I’m trying to repro your results, but unfortunately when I run ./gradlew test in either project, no tests seem to run. Any idea what the issue might be? I’ve never seen this before. How did you execute the tests?
I did a little digging into your benchmarks, and there is a significant difference between the two. The synchronous benchmark spawns 12 threads and executes 300K operations across those threads. The reactive benchmark, in contrast, doesn’t attempt to limit concurrency at all. Rather, it executes all 300K operations concurrently, relying on the driver to limit concurrency at a lower level due to the max size of the connection pool (which is 100 by default). But even with the driver hitting the breaks in the connection pool, spawning 300K operations concurrently is going to put a lot of memory pressure on the garbage collector (in fact, when I run the benchmarks with default JVM settings, I run out of memory).

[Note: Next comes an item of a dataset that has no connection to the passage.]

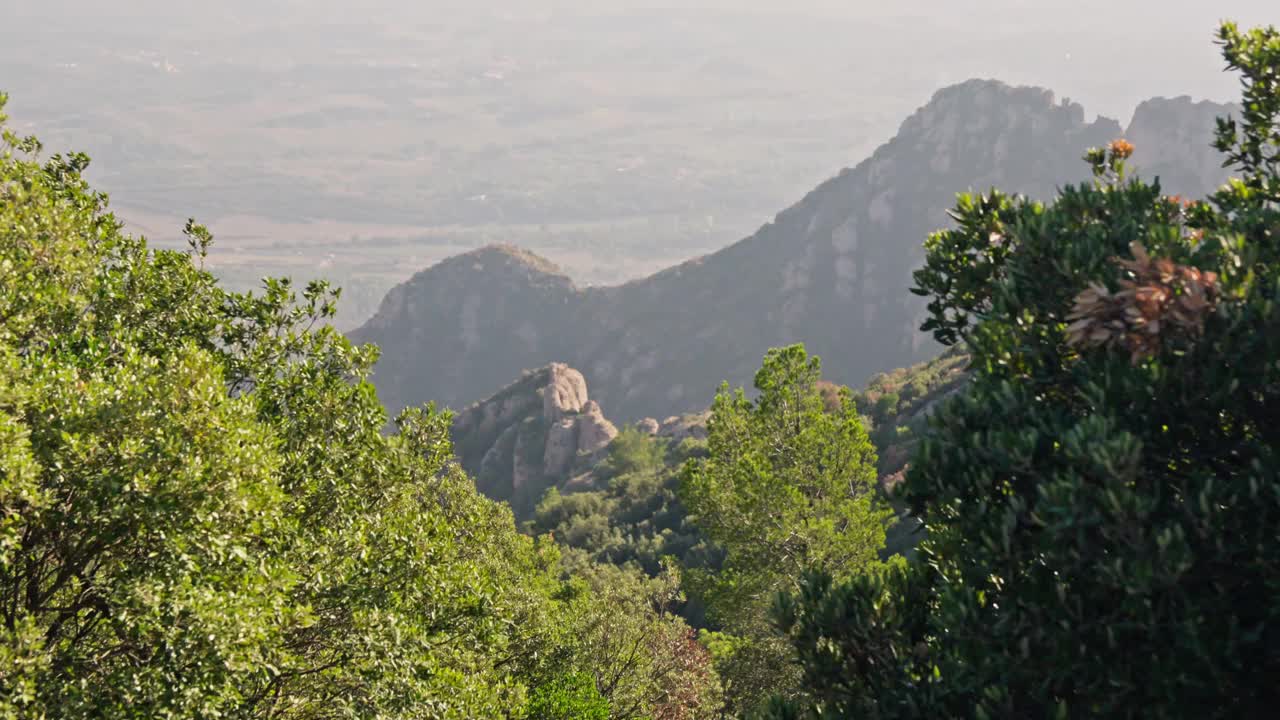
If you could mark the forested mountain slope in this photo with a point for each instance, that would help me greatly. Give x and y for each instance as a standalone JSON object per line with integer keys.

Can you try changing your benchmark to provide the same concurrency limits in the reactive benchmark? This can easily be done by creating a Semaphore with NB_THREADS permits. When I tried that, the benchmarks were much closer to each other. Even with that change, the reactive benchmark was still a bit slower, but in my experience that’s in line with expectations.
Releasing the semaphore in the onSubscribe method won’t have the desired effect. Can you try releasing it in the onComplete method of the Subscriber instead?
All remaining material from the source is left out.